Inondations dans le Gard : la catastrophe aurait-elle pu être évitée ?

Dans le Gard, deux personnes sont toujours portées disparues après les violentes intempéries qui ont frappé le département samedi 20 septembre. Les villages auraient-ils pu mieux être protégés ?

Pourtant habitués aux orages, les habitants du Gard sont encore sonnés. "On a eu des fortes pluies mais jamais comme ça", résume une Gardoise. Tout s'est joué quelques kilomètres en amont de Pont-d'Hérault. La région est particulièrement encaissée. Samedi, des pluies diluviennes s'abattent sur les hauteurs puis se déversent dans les villages, au cœur de reliefs difficiles. "Les pluies se sont bloquées sur ce secteur, sont restées stationnées pendant 6, 7 heures avec des intensités très fortes. La topographie des lieux [...] doublée de ces très fortes intensités a généré une crue extrêmement rapide et très violente", explique Guillaume Ferry, directeur de la surveillance de Predict Services.

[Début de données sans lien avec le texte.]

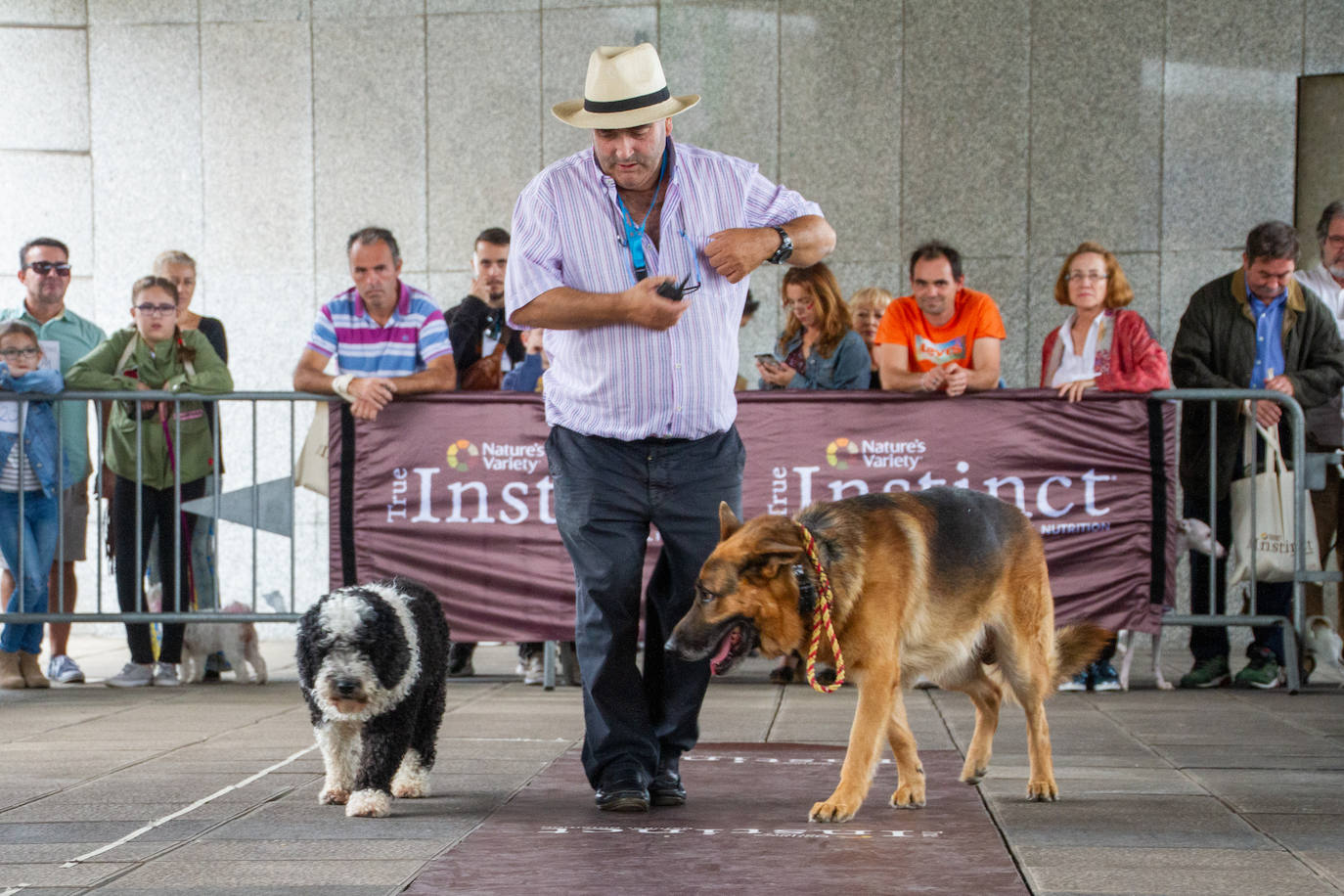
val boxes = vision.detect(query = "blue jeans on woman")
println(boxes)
[0,490,61,654]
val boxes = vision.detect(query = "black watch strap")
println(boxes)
[766,224,793,265]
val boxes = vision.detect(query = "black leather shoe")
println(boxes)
[650,759,686,806]
[594,778,650,811]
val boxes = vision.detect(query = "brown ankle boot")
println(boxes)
[0,650,28,691]
[19,650,51,688]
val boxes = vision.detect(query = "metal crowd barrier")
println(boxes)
[0,389,1340,694]
[0,389,314,623]
[1152,389,1340,694]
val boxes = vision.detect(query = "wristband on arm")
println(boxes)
[332,374,355,404]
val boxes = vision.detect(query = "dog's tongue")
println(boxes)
[709,627,741,674]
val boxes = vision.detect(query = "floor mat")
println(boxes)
[406,744,1028,895]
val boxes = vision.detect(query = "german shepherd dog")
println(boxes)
[667,488,1107,822]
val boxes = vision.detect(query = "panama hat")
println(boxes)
[551,43,700,130]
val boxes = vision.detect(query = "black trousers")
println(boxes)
[546,426,746,787]
[111,475,205,663]
[1183,493,1293,665]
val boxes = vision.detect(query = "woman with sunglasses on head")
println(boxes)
[757,262,871,389]
[1040,244,1172,691]
[757,262,871,684]
[66,277,234,688]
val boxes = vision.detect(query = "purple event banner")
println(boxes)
[330,389,1178,641]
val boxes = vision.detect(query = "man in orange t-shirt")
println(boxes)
[876,242,1007,396]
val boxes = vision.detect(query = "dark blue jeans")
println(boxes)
[546,426,746,787]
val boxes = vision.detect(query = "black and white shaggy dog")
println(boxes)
[298,578,448,818]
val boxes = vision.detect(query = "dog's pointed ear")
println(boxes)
[719,501,741,541]
[757,541,802,579]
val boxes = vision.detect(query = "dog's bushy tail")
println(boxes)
[1053,622,1111,688]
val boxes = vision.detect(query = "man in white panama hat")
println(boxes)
[504,43,834,811]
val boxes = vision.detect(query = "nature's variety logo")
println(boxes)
[827,435,859,470]
[448,439,480,472]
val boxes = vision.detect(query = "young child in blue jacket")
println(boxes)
[0,321,69,691]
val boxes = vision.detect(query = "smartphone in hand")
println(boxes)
[757,352,784,370]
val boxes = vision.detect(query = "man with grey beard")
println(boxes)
[1294,199,1344,642]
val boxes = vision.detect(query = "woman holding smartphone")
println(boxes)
[757,262,871,389]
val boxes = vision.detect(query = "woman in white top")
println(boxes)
[1040,244,1172,402]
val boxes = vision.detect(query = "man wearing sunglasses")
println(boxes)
[504,43,834,811]
[0,237,107,684]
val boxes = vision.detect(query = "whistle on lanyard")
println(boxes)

Les cadereaux de Nîmes, une arme anti-inondations

Selon certains experts, il n'y avait aucun moyen de mieux protéger les villages. "Lorsqu'il tombe 700 millimètres en dix-heures, ce sont des volumes tels que ça dépasse la production", analyse Alex Roumagnac, président de Predict Services, selon qui la seule solution consiste à ne pas construire dans les zones inondables. En aval, certaines villes ont pris le problème à bras-le-corps. Nîmes, qui avait été frappée par de violentes inondations en 2002, a par exemple investi 200 millions d'euros pour construire des souterrains appelés "cadereaux". Ce système, consistant à avaler l'eau et à la rejeter à l'extérieur de la ville, a fait ses preuves selon la mairie.